Lavazza to acquire Carte Noire for €800 million
Lavazza, the family-run Italian coffee maker, has put in a formal bid to acquire French brand Carte Noire for €800 million ($879 million).
According to a company statement, the deal will treble the company’s turnover in France and will help it grow organically in the surrounding regions.
Carte Noire is owned by Dutch coffee maker Douwe Egberts BV, which is in turn owned by JAB Holdings, the investment office of Germany’s Reimann family.
With the deal, Lavazza "will reach a leadership position in France, the fourth global coffee market and the second in Europe," chief executive officer Antonio Baravalle said in a statement.
Lavazza was founded in Turin in 1895 and has kept coffee shops well stocked for more than a century. However, it wasn’t until 2007 that the fourth-generation family business ventured into cafes.
The firm posted turnovers of €1.3 billion in 2014.
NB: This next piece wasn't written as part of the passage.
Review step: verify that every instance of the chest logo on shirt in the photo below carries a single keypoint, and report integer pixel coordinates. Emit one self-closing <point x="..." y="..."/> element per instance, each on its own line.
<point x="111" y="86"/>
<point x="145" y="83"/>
Fiat Chrysler announces Ferrari IPO
Fifth-generation family business Fiat Chrysler has officially filed plans to sell a 10% stake in luxury carmaker Ferrari in an initial public offering that will be completed early next year.
The aim is for Ferrari to become a €10 billion separate company, Ferrari NV, and the IPO will help Fiat Chrysler to reduce debt and fund a €48 billion investment programme.
Ferrari said: ““As a standalone company with an iconic brand name, we will be better positioned to promote and extend the value of our brand, maintain our heritage, attract and reward technical and management talent and further enhance Ferrari’s position among the world’s premier luxury lifestyle companies”.
The company will list 10% of its shares with a view to later distributing a further 80% to its shareholders. The Ferrari family, headed by Piero Ferrari, will retain a 10% interest in the business.
According to the note filed with the US Securities and Exchange Commission and reported in the Financial Times: ‘The listing also includes a loyalty share scheme giving long-term investors greater voting power. That means Exor — the investment company of the Fiat founding family and Fiat Chrysler’s largest shareholder — and Piero Ferrari, son of the founder, will hold more than 45 per cent of Ferrari’s voting shares following the separation.’
Fiat Chrysler, the seventh-largest carmaker in the world, reported operating profit of $4.1 billion in 2014.
Shin Dong-bin appointed CEO at Lotte Holdings
Shin Dong-bin, the second son of Lotte Group founder Shin Kyuk-ho, has been appointed CEO of the multinational conglomerate’s holding company.
According to the Korea Times, the 60-year-old was unanimously elected by the Lotte Holdings board and the move positions him as heir to the Lotte Group.
The news comes just months after his elder brother, Shin Dong-hoo, was ousted from his seat at Lotte Holdings, which Reuters estimates to be worth 92 trillion won ($90 billion).
Dong-bin said: “I will fulfil my duty and responsibility as leader and make best efforts for Lotte’s businesses in Korea and Japan, in accordance with the philosophy of Shin Kyuk-ho”.
Some analysts have suggested that the appointment will not settle the succession struggle, as the brothers hold comparable shares in the conglomerate, and have said that Dong-joo may wage war against his brother in the future.
Until Lotte founder Shin Kyuk-ho designates his shares it is likely that the struggle will continue, according to the Korea Times.